C’est là qu’arrive la proposition de loi Létard. Objectif : élargir le champ d’application du dispositif. Les maisons anciennes sont désormais concernées, à condition qu’elles soient louées vides comme résidence principale et qu’elles respectent le cadre du dispositif Jeanbrun.

Autre changement majeur : la fin du seuil minimal de 30% du prix d’achat obligatoire pour les travaux dans l’ancien. Jusqu’ici, pour bénéficier de l’amortissement Jeanbrun sur un logement ancien, le propriétaire devait engager un chantier de rénovation représentant au moins un tiers de l’acquisition, tout en visant un haut niveau de performance énergétique.
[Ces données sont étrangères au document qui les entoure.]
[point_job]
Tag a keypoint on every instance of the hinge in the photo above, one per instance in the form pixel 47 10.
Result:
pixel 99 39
Désormais, le critère ne porte plus sur le montant des travaux, mais sur le résultat énergétique : l’objectif est de gagner une ou deux classes au DPE (diagnostic de performance énergétique) selon la situation de départ, en particulier pour les logements les plus énergivores.

« Par ces mesures immédiatement opérationnelles, attendues par le secteur, cette proposition de loi entend contribuer à une mobilisation plus rapide et plus efficace du parc de logements existants afin de répondre à l’ampleur de la crise du logement », peut‑on lire dans l’exposé des motifs de la proposition de loi portée par Valérie Létard.

Mais des conditions qui restent très exigeantes

Revers de la médaille : l’assouplissement reste très encadré. La durée d’engagement locatif est toujours fixée à au moins neuf ans. Sans cela, l’avantage fiscal est remis en cause en cas de sortie anticipée. Les loyers demeurent strictement encadrés. Concrètement, le propriétaire doit accepter une décote par rapport au marché, ce qui pèse sur la rentabilité. À cela s’ajoutent des plafonds de revenus pour les locataires, qui limitent encore la marge de manœuvre du bailleur.

Dernier élément : la contrainte énergétique. La loi Climat et Résilience prévoit le retrait progressif du marché locatif des logements les plus énergivores, d’abord les G, puis les F et, plus tard, les E. Pour un propriétaire qui détient un logement mal classé et veut profiter du Jeanbrun, cela signifie financer des rénovations parfois lourdes pour améliorer sa note DPE, en plus d’accepter des loyers plafonnés et une location longue durée.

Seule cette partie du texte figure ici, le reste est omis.